Limitations on what Council can provide in terms of services and facilities in parks and natural areas will be determined by many factors including cost, function, topography, location and values. Council's policy and planning tools will be used to assist in making these determinations as not every park and natural area in Brisbane will provide for, or cater for, every individual.
Existing actions that will continue
Design and provide accessible park furniture, pathways and facilities
We will continue to innovate in design and provision of facilities that make it easy for everyone to enjoy our parks and natural areas. Council has developed and documented standard specification drawings for park furniture and facilities that meet Australian Human Rights Commission's advice on Disability Discrimination Act compliance. We will continue to develop these specification drawings and make them available on our website.

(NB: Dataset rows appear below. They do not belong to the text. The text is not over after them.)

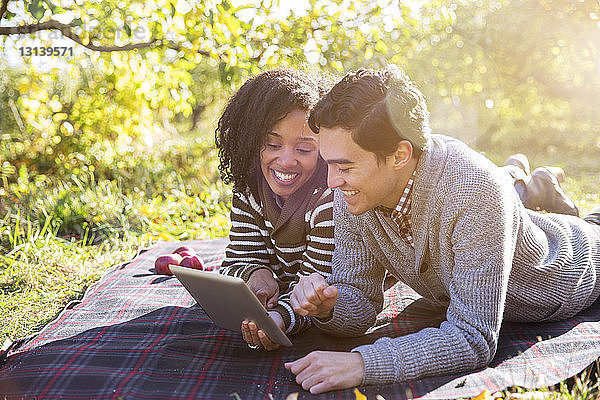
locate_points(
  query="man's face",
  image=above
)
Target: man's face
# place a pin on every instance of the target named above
(365, 183)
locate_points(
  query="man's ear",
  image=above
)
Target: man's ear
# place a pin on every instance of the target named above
(403, 154)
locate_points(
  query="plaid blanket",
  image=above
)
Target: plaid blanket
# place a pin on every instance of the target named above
(138, 335)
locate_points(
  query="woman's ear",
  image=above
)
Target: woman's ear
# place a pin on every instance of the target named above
(403, 154)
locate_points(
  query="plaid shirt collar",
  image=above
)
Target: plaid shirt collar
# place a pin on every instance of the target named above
(400, 214)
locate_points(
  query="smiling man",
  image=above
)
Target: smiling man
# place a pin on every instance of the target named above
(444, 220)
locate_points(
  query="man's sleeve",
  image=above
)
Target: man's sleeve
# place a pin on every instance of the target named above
(247, 251)
(483, 243)
(356, 274)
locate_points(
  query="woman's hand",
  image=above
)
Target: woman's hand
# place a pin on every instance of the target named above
(257, 337)
(264, 286)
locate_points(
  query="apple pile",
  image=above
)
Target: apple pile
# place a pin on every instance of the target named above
(183, 256)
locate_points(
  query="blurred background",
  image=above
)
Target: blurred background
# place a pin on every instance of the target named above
(109, 145)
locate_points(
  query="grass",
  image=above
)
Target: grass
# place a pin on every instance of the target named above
(57, 237)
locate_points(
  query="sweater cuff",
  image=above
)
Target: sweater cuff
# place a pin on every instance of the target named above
(380, 367)
(250, 269)
(287, 314)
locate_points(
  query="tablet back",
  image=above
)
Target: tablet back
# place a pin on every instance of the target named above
(228, 301)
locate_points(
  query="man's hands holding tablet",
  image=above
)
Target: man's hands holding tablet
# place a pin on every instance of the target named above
(257, 337)
(313, 297)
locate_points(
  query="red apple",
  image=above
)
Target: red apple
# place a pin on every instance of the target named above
(192, 262)
(161, 265)
(186, 249)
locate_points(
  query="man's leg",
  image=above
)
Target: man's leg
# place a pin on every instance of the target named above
(541, 190)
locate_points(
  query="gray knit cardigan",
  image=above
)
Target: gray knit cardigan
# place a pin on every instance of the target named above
(477, 251)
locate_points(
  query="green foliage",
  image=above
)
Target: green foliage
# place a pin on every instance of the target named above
(112, 150)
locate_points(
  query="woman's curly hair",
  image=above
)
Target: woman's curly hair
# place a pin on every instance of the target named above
(252, 112)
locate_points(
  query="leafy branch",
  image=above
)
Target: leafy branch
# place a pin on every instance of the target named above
(67, 31)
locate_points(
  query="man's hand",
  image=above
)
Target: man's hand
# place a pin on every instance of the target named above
(312, 296)
(257, 337)
(264, 286)
(322, 371)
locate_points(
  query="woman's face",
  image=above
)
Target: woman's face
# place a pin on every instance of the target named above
(289, 157)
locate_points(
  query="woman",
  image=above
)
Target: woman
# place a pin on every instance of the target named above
(281, 215)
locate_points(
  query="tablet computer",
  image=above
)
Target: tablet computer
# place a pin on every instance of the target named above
(228, 301)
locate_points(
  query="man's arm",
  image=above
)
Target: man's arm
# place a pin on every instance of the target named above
(356, 276)
(483, 243)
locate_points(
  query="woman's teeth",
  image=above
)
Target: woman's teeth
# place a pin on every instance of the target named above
(284, 177)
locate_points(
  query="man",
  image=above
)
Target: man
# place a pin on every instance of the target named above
(444, 220)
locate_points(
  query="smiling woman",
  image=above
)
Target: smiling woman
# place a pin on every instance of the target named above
(281, 215)
(290, 155)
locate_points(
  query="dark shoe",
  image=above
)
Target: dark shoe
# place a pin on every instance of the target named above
(545, 193)
(593, 217)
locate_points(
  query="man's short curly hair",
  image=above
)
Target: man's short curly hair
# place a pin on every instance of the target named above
(380, 108)
(252, 112)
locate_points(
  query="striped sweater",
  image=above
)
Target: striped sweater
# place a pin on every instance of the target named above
(254, 244)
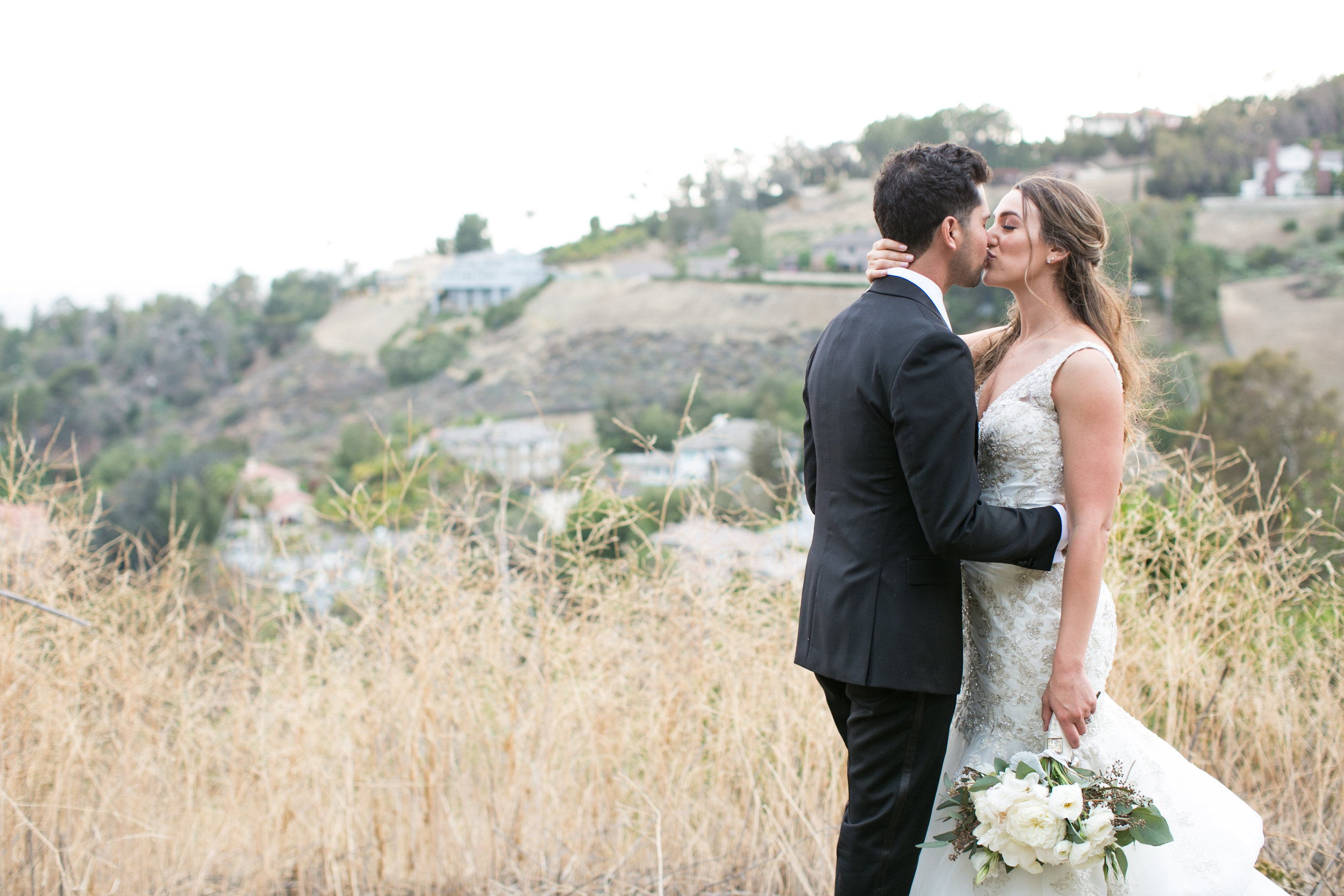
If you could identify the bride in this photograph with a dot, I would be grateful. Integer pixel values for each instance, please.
(1058, 389)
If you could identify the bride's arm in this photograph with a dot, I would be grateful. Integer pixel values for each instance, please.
(1092, 433)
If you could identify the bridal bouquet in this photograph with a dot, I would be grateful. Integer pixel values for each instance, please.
(1036, 811)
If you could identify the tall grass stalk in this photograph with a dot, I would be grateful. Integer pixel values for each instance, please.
(614, 726)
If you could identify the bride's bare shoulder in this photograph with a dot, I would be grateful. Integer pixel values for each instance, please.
(980, 340)
(1088, 383)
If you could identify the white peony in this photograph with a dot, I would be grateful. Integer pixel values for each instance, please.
(1066, 801)
(979, 860)
(1058, 855)
(1100, 830)
(1031, 822)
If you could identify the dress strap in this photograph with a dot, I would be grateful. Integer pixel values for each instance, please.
(1058, 361)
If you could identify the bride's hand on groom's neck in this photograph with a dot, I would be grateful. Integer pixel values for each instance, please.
(885, 256)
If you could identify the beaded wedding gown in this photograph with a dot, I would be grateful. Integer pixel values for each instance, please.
(1011, 622)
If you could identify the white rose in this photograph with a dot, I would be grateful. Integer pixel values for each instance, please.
(1100, 827)
(1057, 855)
(1100, 830)
(1018, 855)
(992, 805)
(991, 837)
(1066, 801)
(1085, 855)
(1031, 822)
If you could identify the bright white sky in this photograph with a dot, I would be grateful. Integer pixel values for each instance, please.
(158, 147)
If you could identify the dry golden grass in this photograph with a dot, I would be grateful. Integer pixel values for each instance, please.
(582, 726)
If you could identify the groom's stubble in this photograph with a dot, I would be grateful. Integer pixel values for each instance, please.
(967, 265)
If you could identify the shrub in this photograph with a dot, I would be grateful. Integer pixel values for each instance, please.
(423, 358)
(1264, 257)
(1199, 269)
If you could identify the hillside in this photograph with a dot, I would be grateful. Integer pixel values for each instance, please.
(580, 342)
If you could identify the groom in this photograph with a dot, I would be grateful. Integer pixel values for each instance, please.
(890, 472)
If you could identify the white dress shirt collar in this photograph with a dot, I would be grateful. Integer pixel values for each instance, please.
(928, 286)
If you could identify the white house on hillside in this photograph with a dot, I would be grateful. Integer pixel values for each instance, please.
(1111, 124)
(519, 449)
(276, 491)
(479, 280)
(1293, 171)
(724, 448)
(851, 250)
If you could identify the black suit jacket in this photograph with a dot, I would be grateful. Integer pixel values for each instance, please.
(889, 450)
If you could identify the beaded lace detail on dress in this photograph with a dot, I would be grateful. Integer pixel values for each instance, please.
(1012, 614)
(1011, 625)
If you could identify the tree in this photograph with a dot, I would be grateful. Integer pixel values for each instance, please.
(1268, 407)
(898, 132)
(471, 235)
(1199, 269)
(746, 234)
(423, 358)
(296, 299)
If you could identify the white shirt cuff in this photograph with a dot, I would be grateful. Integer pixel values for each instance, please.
(1063, 532)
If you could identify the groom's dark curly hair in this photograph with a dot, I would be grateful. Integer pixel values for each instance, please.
(921, 186)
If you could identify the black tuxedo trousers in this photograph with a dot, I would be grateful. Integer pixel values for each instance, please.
(889, 454)
(897, 742)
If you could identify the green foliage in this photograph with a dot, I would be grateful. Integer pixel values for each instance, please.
(167, 491)
(652, 421)
(976, 308)
(471, 235)
(66, 383)
(1151, 233)
(746, 234)
(1199, 269)
(1262, 257)
(423, 358)
(1268, 407)
(899, 132)
(296, 299)
(511, 310)
(1213, 152)
(380, 480)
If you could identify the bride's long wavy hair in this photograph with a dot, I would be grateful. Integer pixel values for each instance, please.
(1071, 219)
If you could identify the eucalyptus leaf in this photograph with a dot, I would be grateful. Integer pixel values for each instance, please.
(1155, 830)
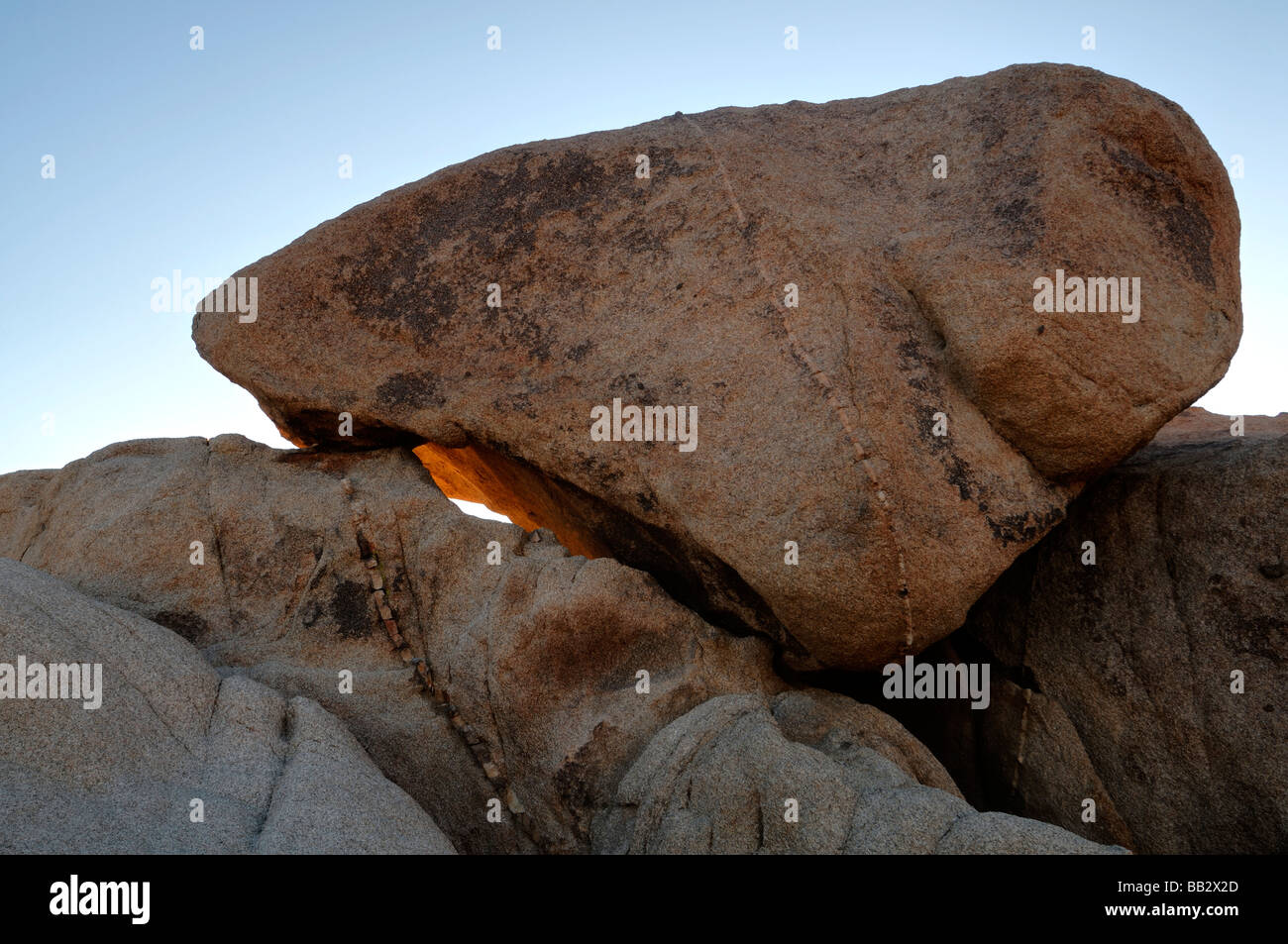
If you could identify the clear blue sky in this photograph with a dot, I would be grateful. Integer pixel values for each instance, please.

Strategic asset management
We will continue to manage our parks and natural areas in accordance with strategic asset management plans that address asset life cycles and statutory obligations for accessibility including progressively replacing old picnic facilities with more sustainable materials and more accessible designs.
We will continue to engage people with access constraints in consultation processes when we develop master plans for parks and we will continue to include access and inclusion features in the design of new parks and refurbishment of existing parks with a particular focus on our district and metropolitan level parks.
New initiatives or extensions
- Access audits. We will include accessibility components into our regular condition audits of toilets, barbecues, picnic facilities, playgrounds and car parks in parks and dog off leash areas to identify instances where they are not accessible and prioritise their upgrades within existing schedules.
- Prioritising paths of travel to public toilets. We will conduct an audit of access to public toilets and develop a schedule for design and construction of accessible pathways to toilets, where reasonable, within existing rehabilitation schedules.
- Designing inclusive play experiences. As we plan, design and install new and revitalised play experiences in our district, metropolitan and regional parks, we will ensure they cater for all ages and abilities. This new initiative will not be limited to providing playgrounds but will also include a holistic approach to park upgrade or development. We will engage families and groups who will use these facilities in the design of these play experiences.
- Desired standards of service and design specifications for all abilities play spaces. We will work with Brisbane stakeholder groups to agree on a set of criteria defining all abilities play spaces, document these as desired standards of service and design specifications, negotiate a memorandum of understanding with key stakeholders and then work to implement the standards and specifications with park upgrades over the life of this plan.
- Promoting inclusive play experiences. We will list the parks that have accessible and inclusive play experiences on the Council website.
- Track standards. We will ensure all new tracks are graded and signed to indicate difficulty (to Australian Standards), providing more information about risk and required level of experience and mobility.
- Interpretive trails. We will implement technologies and signage for interpretive trails in parks and natural areas that enhance use and experience, where possible. In particular, we will link them to education extension programs and environment centres where relevant.
- Online bushwalking. We will investigate the creation of online virtual walking tracks that communicate the experience of bush walking to people who might not easily access the bush and encourage them to go on an online bushwalk themselves.
- Recreational fishing. We will work with peak bodies, government agencies, recognised clubs and organisations to evaluate current extent, usage and access of recreational fishing opportunities within Brisbane's open space network to inform future planning and management.